Primed for The Iceman

Stephen Ouimette and cast in an "Iceman" rehearsal. (Photo by Liz Lauren)
I had the great privilege recently of sitting in a Chicago rehearsal room and watching the 18-person cast of the Goodman's production of The Iceman Cometh run through the entire five-hour show. They were in street clothes with makeshift set elements and some props, but I will long hold the intimate, lived-in frisson of that room with me. It will be a tough act to top, for this or any other play.

The occasion for my visit was this piece in the Times, which focuses on the seemingly unorthodox casting of Nathan Lane--both in the production's original 2012 run in Chicago, and its upcoming run at BAM--as Hickey, the salesman who's arrived at Harry Hope's bar to crush its patrons' hopes. As I wrote:
Mr. Lane’s casting may signal a departure from the popular conception of Hickey, fixed by Jason Robards’s 1956 Off Broadway turn in the role, which was featured in a TV film in 1960 and on Broadway in 1985. Mr. Robards set the tone for Hickey as a cynical, diabolical harbinger of doom, a tone that was picked up in later New York revivals: James Earl Jones’s in 1974, Kevin Spacey’s in 1999.

But casting a comic actor in the role is not such a radical idea. A former vaudevillian, James Barton, originated the role on Broadway in 1946, in a production few considered a success. And the notion is supported by O’Neill’s stage directions: Hickey is described as “a stout, roly-poly figure” with a “round and smooth and big-boyish” face, “a button nose, a small, pursed mouth” and eyes that “have the twinkle of a humor which delights in kidding others but can also enjoy equally a joke on himself.” In short, “he exudes a friendly, generous personality that makes everyone like him on sight.”

“It’s sort of shocking how O’Neill describes Nathan Lane,” [the director, Robert] Falls said. “He doesn’t really describe Jason Robards.”
A few things I wasn't able to find room for into my Times piece: For one thing, though I haven't yet seen Falls's production, I could tell from that run in the room that it was an extraordinary one, and not just because of the star casting; indeed the entire company, from John Douglas Thompson to Kate Arrington to Stephen Ouimette to Lee Willkof to Salvatore Inzerillo, is comprised actors who could each carry their own shows (and have).
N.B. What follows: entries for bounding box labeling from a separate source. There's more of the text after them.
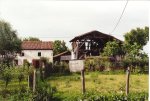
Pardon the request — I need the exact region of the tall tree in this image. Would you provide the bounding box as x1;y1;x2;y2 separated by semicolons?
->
124;27;149;49
0;20;21;63
123;27;149;71
23;37;40;41
53;40;68;55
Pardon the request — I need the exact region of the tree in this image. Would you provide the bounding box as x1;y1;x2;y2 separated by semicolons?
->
123;27;149;72
23;37;40;41
102;40;122;57
124;27;149;49
0;20;21;64
53;40;68;55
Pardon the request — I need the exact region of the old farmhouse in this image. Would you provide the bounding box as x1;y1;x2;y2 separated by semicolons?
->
15;41;53;67
70;30;122;59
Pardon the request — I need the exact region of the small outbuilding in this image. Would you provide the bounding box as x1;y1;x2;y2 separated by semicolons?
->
70;30;122;59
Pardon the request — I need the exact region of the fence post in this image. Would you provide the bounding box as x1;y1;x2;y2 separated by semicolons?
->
33;69;36;92
126;67;130;95
81;70;85;94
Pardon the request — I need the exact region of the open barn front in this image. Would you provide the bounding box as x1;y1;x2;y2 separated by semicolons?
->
70;31;122;59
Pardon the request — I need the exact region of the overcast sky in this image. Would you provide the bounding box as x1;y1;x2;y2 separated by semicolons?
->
0;0;150;52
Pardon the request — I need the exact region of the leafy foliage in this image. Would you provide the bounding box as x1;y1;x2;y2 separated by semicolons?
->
124;27;149;48
102;40;122;57
53;40;68;55
23;37;40;41
0;21;21;63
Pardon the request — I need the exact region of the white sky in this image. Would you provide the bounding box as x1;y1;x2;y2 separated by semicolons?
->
0;0;150;53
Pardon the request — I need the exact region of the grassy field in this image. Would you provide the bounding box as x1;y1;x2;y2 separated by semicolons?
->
48;72;148;96
0;72;148;101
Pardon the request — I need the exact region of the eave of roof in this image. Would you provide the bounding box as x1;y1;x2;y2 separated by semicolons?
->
70;30;123;42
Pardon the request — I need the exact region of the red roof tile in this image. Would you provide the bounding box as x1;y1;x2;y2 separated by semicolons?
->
21;41;53;50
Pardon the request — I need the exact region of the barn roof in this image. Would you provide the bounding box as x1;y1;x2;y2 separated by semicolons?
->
70;30;121;42
21;41;53;50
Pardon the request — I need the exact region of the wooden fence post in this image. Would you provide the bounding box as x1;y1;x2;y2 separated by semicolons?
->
126;67;130;95
33;69;36;92
81;70;85;94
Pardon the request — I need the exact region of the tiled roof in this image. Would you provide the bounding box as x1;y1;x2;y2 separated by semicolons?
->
21;41;53;50
70;30;121;42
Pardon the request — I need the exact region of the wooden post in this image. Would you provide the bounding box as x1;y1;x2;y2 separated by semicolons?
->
126;67;130;95
33;69;36;92
81;70;85;94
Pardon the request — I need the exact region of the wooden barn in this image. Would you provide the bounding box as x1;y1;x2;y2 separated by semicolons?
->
53;50;71;63
70;30;122;59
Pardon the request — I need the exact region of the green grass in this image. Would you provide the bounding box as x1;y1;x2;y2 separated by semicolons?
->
0;72;148;101
48;72;148;96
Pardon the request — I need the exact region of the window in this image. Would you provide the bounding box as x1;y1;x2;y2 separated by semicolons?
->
38;52;41;56
21;52;24;56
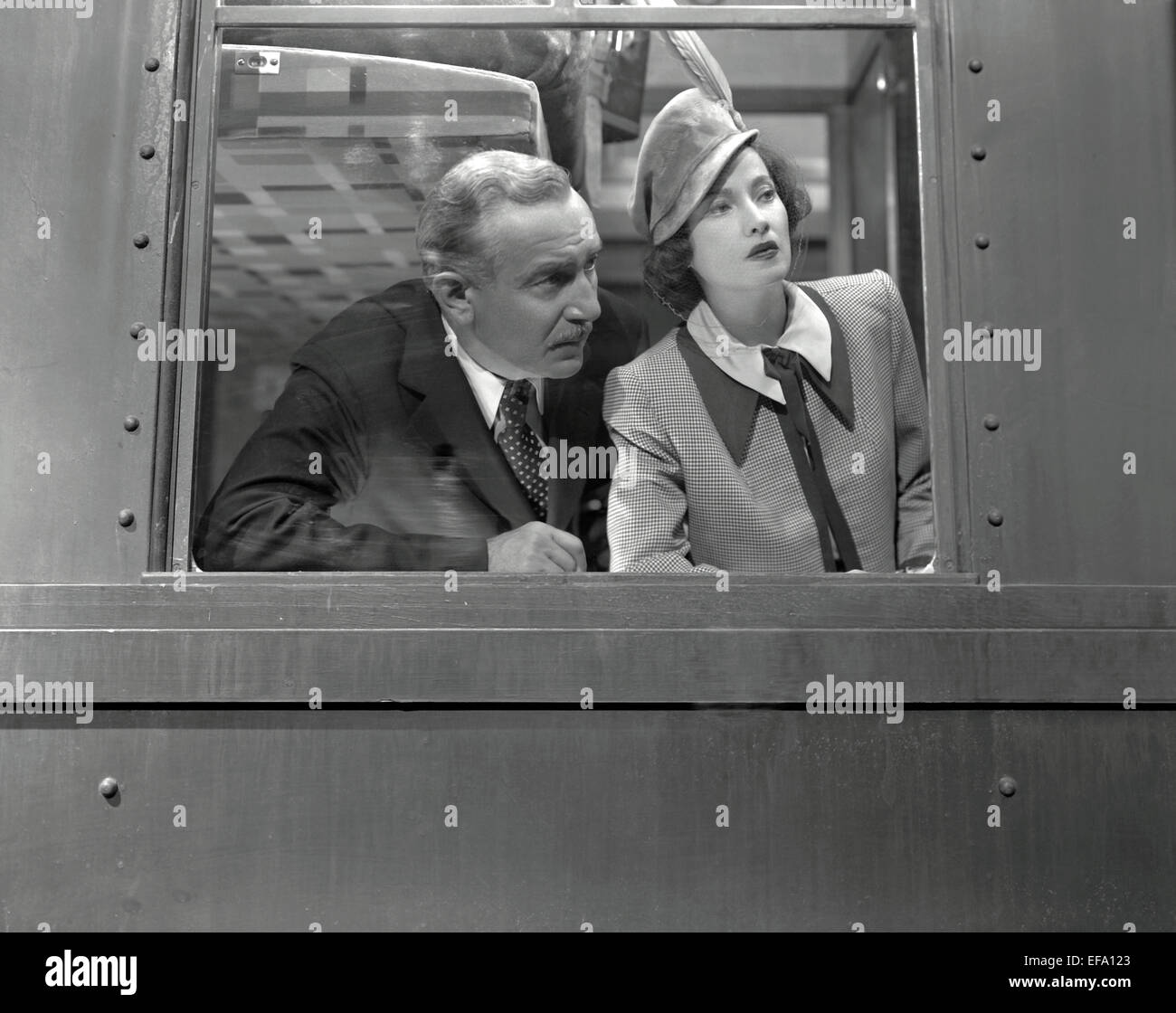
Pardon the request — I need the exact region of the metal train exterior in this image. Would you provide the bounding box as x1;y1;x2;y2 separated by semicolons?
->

Also apparent, even in the rehearsal room, was that Falls has staged each of the play's four acts on a different set--and he assured me in a later interview that this is indeed a departure from how Iceman is usually staged, on a single barroom set. (That "usually" is probably an overstatement, as this behemoth of a work is not frequently mounted at all. It's been on Broadway just four times since its 1946 premiere, and in New York more or less the same number; the famous Jason Robards Jr. production of 1956 ran Off-Broadway but later came to Broadway in 1985.)
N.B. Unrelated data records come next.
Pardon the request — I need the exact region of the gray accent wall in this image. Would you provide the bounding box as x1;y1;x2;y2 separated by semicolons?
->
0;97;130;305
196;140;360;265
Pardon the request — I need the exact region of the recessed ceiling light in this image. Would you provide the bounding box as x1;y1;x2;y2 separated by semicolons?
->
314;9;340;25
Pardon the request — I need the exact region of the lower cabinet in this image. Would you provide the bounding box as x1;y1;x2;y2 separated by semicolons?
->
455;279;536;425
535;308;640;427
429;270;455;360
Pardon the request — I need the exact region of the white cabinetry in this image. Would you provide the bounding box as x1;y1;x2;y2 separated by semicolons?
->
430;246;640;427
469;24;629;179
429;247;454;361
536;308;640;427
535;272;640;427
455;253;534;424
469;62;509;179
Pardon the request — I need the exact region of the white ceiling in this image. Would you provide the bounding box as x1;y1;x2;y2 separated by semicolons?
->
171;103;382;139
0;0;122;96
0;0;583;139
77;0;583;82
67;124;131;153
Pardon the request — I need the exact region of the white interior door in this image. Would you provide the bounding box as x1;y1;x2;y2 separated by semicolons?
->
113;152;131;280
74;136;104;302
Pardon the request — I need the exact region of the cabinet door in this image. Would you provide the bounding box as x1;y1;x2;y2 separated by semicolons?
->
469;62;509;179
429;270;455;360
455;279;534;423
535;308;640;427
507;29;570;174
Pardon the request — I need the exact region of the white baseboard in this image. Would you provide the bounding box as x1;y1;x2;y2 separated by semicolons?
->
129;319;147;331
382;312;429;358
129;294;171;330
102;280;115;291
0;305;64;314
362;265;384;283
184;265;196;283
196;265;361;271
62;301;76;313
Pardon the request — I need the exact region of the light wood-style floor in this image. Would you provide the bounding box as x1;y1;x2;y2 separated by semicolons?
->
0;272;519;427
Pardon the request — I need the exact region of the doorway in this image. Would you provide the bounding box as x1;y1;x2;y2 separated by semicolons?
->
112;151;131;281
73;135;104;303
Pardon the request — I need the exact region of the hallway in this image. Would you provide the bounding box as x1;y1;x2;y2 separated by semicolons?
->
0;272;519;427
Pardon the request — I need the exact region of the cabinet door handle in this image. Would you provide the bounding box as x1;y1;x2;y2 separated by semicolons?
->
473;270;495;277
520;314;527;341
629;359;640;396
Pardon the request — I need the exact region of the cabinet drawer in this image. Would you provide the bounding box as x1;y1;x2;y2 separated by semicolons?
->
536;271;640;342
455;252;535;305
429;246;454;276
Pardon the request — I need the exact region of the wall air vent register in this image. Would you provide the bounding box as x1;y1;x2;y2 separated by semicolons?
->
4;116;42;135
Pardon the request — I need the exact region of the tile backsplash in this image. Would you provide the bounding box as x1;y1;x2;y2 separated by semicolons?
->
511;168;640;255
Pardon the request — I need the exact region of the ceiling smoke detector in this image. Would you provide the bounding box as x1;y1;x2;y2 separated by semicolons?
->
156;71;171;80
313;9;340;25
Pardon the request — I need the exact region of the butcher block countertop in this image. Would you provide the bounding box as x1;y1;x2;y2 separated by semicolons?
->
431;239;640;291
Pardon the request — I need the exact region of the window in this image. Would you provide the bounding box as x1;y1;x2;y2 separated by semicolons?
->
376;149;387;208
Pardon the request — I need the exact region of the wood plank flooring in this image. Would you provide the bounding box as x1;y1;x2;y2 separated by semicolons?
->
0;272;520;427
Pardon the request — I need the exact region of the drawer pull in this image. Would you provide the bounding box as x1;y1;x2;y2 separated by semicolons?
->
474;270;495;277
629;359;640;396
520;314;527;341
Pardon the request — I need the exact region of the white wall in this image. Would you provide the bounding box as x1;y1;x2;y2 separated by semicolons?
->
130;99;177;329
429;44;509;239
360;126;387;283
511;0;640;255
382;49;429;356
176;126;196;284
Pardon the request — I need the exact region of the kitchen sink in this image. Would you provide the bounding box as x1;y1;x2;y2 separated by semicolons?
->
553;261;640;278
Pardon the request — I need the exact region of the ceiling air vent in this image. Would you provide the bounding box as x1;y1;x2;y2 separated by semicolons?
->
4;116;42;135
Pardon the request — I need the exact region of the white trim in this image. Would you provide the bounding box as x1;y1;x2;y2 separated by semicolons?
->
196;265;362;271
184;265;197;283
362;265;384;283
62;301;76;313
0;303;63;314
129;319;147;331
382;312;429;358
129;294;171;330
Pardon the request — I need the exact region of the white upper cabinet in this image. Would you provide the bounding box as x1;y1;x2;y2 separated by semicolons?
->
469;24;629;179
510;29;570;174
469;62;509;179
One other detail that would seem to bespeak Falls' authority as an O'Neill specialist--he has staged most of the playwright's major works, a few more than once--is that he's trimmed a whole character, the retired cop Pat McGloin. He did the same cosmetic trim in his 1990 production of Iceman, with Brian Dennehy as Hickey, but told me that no critic then, and no critic of the Goodman's 2012 production, has mentioned it. Duly noted here.

Finally, while both Dennehy and Falls recommended I check out Stephen A. Black's book Beyond Mourning and Tragedy, as well as the indispensable bio by the Gelbs, both also said I should look up an essay by Tony Kushner about O'Neill. I did, but could only find it as an entry in academic journals; I read it via a jstor hookup, and felt the world should have more access to it--it is a beautifully written essay, a definitive defense of one great American dramatist by another. So I reached out to the author, and now you can read Kushner's "The Genius of O'Neill" on the American Theatre website. Key insight:
I can make no claim for O’Neill as one of the great writers, only as one of the greatest playwrights; for these two things, writing and playwriting, are not the same, and O’Neill’s work makes that clearer than any other’s.
Honestly, I went into this assignment an O'Neill agnostic--to be fair, I haven't yet seen his greatest plays in the greatest of productions--but I couldn't have been better prepared, in reporting this piece, to become a believer.

Now, to line up child care for a five-hour play.